ATLANTA—Hodges Ward Elliott and Hotel AG advised Apple REIT 6 on its sale of a 66-property portfolio. The hotel portfolio was entirely Hilton and Marriott select service and full service hotels. Financial terms of the deal were not disclosed.

Specifically, there were two full service Marriott hotels, 14 Hilton Garden Inn, 10 Courtyard by Marriott, 10 Residence Inn, seven Springhill Suites, six Homewood Suites, five Fairfield Inn, five TownePlace Suites, four Hampton Inn, and three Hampton Inn & Suites. The 66 hotels were located across major US regions.   

The sale is not surprising, given the state of the hotel market. In a March report, PKF Hospitality Research predicts domestic hotels will experience a 6.1% increase in RevPAR for the year, prompting a staggering 10.2% rise of NOI.

“Our pipeline looks fantastic,” says Bill Fortier, SVP of Americas development at Hilton Worldwide. “We added more than 500 properties last year, we could add 600 this year and possibly 700 in 2014.”

At least one such brand from Hilton's portfolio, Hampton Hotels, is a good example of the success of this hotel segment. The chain opened 22 new properties—adding 2,134 guestrooms—in the first quarter, kicking off an expected 90 openings this year. In 2012, 70 Hampton Hotels made their debut.

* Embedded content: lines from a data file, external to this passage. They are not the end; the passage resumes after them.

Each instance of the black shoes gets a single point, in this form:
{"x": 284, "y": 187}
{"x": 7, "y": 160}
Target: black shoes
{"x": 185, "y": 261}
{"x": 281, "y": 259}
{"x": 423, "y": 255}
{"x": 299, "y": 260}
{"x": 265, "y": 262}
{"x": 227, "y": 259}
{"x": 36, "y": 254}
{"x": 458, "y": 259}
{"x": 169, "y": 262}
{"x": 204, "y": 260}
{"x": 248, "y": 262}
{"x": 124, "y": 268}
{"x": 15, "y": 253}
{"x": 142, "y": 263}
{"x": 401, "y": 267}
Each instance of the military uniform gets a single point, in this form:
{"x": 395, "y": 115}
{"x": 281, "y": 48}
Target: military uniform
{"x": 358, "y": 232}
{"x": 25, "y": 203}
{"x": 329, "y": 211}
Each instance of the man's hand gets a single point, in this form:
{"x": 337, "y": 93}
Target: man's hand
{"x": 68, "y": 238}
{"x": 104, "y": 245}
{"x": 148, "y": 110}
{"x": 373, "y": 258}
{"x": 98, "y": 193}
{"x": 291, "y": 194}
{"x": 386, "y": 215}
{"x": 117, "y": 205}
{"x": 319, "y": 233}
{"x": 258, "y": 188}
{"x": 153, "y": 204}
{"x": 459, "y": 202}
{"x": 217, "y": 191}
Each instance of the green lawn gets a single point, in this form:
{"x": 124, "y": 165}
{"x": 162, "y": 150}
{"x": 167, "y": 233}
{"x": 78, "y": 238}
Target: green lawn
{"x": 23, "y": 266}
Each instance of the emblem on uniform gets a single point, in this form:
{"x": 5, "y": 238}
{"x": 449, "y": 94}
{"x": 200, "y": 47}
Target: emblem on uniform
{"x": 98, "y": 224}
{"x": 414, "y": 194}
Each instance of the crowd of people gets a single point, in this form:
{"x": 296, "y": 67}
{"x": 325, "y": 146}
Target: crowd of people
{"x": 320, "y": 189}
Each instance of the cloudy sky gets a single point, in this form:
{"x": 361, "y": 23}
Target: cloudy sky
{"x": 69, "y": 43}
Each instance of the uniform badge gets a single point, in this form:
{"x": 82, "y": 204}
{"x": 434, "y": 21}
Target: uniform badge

“We target select-service hotels because they are a more efficient and less-complex operating model with stronger margins,” adds Greg Merage, CEO of MIG Real Estate, which recently purchased its fourth such property in the Tampa, FL area, “and they offer a much lower investment cost per room compared to their full-service counterparts. Within this category, we like the 'power brands'—such as Marriott, Hilton, IHG, Hyatt—because of their robust marketing engines and successful loyalty programs.”

Brokers representing the two firms include Bill Hodges and Mark Elliott of Hodges Ward Elliott. H. Keith Thompson and Brad Sinclair of Hotel AG also worked on the deal.

Rayna Katz contributed to this story.